This repository provides a Snakemake workflow that converts AnchorWave MAFs into per-contig merged gVCFs, splits them into clean/filtered/invariant sets, and produces mask bedfiles for downstream ARG inference (see logic.md for details). Written with the assistance of Codex.

Requirements

  • Conda (you may need to module load conda on your cluster)
  • TASSEL (provided via the tassel-5-standalone submodule)
  • GATK, Picard, htslib (installed in the conda env defined below)

Setup

Clone with submodules so TASSEL is available:

git clone --recurse-submodules <repo>

Create and activate the environment (do this before running Snakemake):

module load conda
conda env create -f argprep.yml
conda activate argprep

Configure

Edit config.yaml to point at your MAF directory and reference FASTA. At minimum you must set:

  • maf_dir: directory containing *.maf or *.maf.gz
  • reference_fasta: reference FASTA path (plain .fa/.fasta or bgzipped .fa.gz)

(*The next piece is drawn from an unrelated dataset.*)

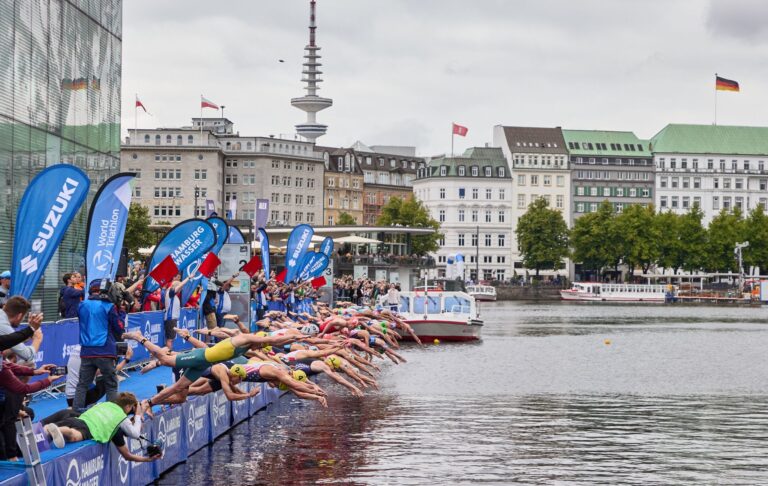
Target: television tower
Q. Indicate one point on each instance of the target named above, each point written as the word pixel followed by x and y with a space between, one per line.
pixel 311 103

If your reference FASTA does not have an index (.fai), either create one (samtools faidx) or set contigs: explicitly in config.yaml.

Run

The pipeline can be run one of two ways, both from the repo root. It is recommended you first run on the example data provided to ensure the pipeline works on your system.

On Slurm

A default SLURM profile is provided under profiles/slurm/. Edit profiles/slurm/config.yaml to customize sbatch options if needed. Defaults for account/partition and baseline resources are set in config.yaml (slurm_account, slurm_partition, default_mem_mb, default_time, and default_threads). You will need to change these to match your own SLURM setup. SLURM stdout/stderr logs are written to logs/slurm/ by default. The provided profile sets jobs: 200 (Snakemake's max concurrent workflow jobs, equivalent to -j 200), which you can override on the command line if needed.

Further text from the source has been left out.